Fentanyl is often mixed into products sold illegally, which allows for the sales of smaller quantities with stronger effects. Dealers can cut their costs by adding bulking agents to fentanyl, too, making it much cheaper to buy than heroin and a reason for the dramatic increase in opioid deaths. Fentanyl can be mixed into heroin, but it is also commonly mixed with cocaine.

In 2022, 91% of people who died from an opioid-related death had a synthetic opioid, such a fentanyl, in their systems, Krupski said. And of those 91%, 72% had another substance found in their system, more commonly a stimulant such as cocaine. 

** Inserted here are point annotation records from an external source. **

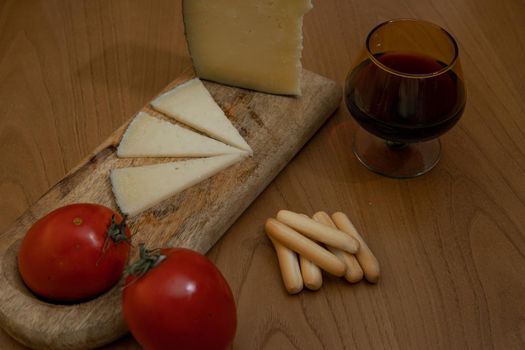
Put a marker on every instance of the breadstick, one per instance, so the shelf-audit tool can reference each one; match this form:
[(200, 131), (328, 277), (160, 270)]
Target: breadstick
[(354, 272), (312, 275), (309, 249), (289, 266), (318, 232), (366, 258)]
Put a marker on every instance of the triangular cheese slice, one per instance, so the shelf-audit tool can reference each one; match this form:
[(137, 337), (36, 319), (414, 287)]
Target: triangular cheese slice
[(148, 136), (140, 188), (191, 104)]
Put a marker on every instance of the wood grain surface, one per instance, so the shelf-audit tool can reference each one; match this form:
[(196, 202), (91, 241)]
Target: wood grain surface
[(194, 219), (451, 243)]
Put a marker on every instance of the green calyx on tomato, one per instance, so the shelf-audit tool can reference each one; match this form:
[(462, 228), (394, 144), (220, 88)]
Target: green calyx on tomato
[(148, 258), (72, 254), (117, 232)]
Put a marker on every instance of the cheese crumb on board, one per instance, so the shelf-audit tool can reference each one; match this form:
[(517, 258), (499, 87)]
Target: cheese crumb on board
[(255, 44), (147, 136), (190, 103), (139, 188)]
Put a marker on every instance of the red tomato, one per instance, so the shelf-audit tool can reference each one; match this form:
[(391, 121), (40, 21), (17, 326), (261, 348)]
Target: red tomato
[(184, 302), (74, 253)]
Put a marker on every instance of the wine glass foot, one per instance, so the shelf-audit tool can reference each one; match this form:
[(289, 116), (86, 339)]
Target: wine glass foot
[(396, 160)]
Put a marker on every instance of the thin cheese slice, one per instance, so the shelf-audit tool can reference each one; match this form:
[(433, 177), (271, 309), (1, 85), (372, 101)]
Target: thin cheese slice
[(140, 188), (191, 104), (256, 44), (148, 136)]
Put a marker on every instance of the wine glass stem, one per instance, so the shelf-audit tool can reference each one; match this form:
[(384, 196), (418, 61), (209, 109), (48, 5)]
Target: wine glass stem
[(395, 144)]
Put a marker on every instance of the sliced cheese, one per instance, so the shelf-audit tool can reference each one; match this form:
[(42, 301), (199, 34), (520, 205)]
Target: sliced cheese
[(140, 188), (147, 136), (255, 44), (191, 104)]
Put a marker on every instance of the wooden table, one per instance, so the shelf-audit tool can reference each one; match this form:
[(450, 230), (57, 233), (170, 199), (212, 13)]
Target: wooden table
[(451, 243)]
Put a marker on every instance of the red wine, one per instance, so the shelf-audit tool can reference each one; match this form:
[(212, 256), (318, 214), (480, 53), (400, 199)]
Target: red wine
[(398, 108)]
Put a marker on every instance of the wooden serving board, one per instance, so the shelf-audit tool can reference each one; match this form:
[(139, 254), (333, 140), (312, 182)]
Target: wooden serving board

But despite its popularity for being mixed with other substances, fentanyl is lethal in small amounts. Krupski said that the drug is largely to blame for opioid-related deaths in recent years. 

"I think that the emergence of fentanyl and the prevalence of fentanyl throughout the illicit drug supply is really the primary reason that we continue to see a rise in opioid related deaths in our state, as well as nationally," he said. 

Our ruling

Baldwin claimed Wisconsin had over 1,400 opioid deaths in Wisconsin in 2022. 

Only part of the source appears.